Abstract: We start with considering rank one self-adjoint perturbations $A_\alpha = A+\alpha(\,\cdot\,,\varphi)\varphi$ with cyclic vector $\varphi\in \mathcal{H}$ on a separable Hilbert space $\mathcal H$. The spectral representation of the perturbed operator $A_\alpha$ is realized by a (unitary) operator of a special type: the Hilbert transform in the two-weight setting, the weights being spectral measures of the operators $A$ and $A_\alpha$. Similar results will be presented for unitary rank one perturbations of unitary operators, leading to singular integral operators on the circle. This motivates the study of abstract singular integral operators, in particular the regularization of such operator in very general settings.
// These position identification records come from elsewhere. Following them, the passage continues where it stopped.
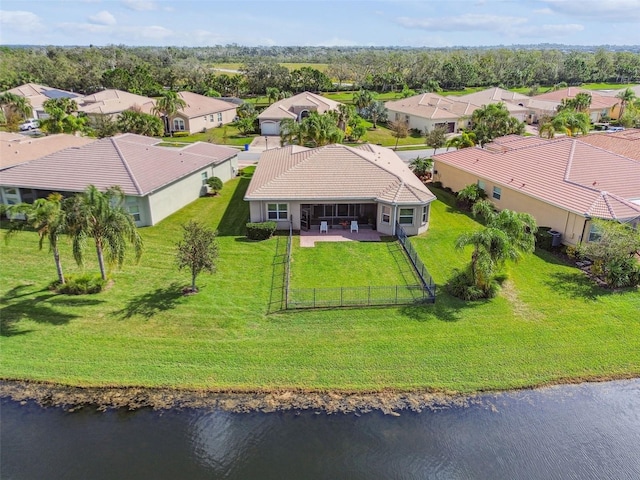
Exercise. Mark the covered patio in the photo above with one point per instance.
(310, 237)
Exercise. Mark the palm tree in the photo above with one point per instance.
(102, 217)
(167, 106)
(571, 122)
(626, 96)
(12, 103)
(362, 99)
(48, 219)
(464, 140)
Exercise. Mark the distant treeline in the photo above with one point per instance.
(147, 70)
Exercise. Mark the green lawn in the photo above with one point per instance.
(548, 324)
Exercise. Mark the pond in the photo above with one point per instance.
(588, 431)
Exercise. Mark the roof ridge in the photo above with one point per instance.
(126, 165)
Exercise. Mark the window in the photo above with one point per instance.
(594, 234)
(406, 216)
(277, 211)
(178, 124)
(386, 214)
(134, 209)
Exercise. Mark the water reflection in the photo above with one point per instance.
(587, 431)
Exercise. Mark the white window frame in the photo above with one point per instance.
(277, 211)
(425, 214)
(386, 214)
(402, 218)
(178, 125)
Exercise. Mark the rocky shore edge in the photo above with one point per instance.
(133, 398)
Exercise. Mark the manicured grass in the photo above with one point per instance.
(548, 324)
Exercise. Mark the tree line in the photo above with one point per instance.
(149, 70)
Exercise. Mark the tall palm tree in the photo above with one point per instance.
(12, 103)
(626, 96)
(102, 217)
(48, 219)
(167, 106)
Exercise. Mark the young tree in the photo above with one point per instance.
(437, 138)
(399, 129)
(47, 217)
(101, 216)
(215, 184)
(614, 253)
(197, 251)
(493, 121)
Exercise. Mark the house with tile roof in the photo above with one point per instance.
(156, 180)
(337, 183)
(112, 102)
(602, 106)
(38, 94)
(563, 183)
(427, 111)
(297, 108)
(16, 148)
(202, 113)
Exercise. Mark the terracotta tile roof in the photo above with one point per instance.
(200, 105)
(133, 162)
(336, 172)
(284, 108)
(16, 148)
(433, 106)
(565, 172)
(114, 101)
(625, 143)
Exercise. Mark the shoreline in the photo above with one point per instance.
(72, 398)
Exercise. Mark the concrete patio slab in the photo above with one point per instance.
(309, 238)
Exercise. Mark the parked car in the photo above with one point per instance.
(30, 124)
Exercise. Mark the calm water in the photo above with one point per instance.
(572, 432)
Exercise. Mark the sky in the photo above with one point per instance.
(426, 23)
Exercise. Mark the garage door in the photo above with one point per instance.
(270, 128)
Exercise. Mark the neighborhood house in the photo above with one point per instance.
(157, 181)
(563, 183)
(335, 185)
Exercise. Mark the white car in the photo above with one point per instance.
(30, 124)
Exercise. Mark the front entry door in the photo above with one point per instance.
(304, 219)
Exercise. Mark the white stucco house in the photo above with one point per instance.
(202, 113)
(157, 181)
(297, 108)
(427, 111)
(335, 184)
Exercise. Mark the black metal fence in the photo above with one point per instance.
(421, 270)
(285, 298)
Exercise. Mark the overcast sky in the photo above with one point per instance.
(430, 23)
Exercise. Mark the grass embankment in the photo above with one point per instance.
(549, 323)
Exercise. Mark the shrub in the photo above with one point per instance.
(81, 285)
(461, 285)
(261, 231)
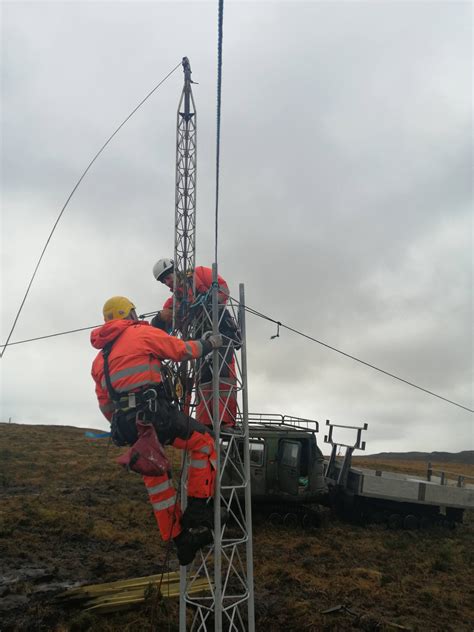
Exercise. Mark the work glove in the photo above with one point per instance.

Further, starting with contractive rank one perturbations we present the Clark theory for arbitrary spectral measures (i.e. for arbitrary, possibly not inner characteristic functions). We present a description of the Clark operator and its adjoint in the general settings. Singular integral operators, in particular the so-called normalized Cauchy transform again plays a prominent role. Finally, we present a possible way to construct the Clark theory for dissipative rank one perturbations of self-adjoint operators. These lecture notes give an account of the mini-course delivered by the authors at the Thirteenth New Mexico Analysis Seminar and Afternoon in Honor of Cora Sadosky. Unpublished results are restricted to the last part of this manuscript.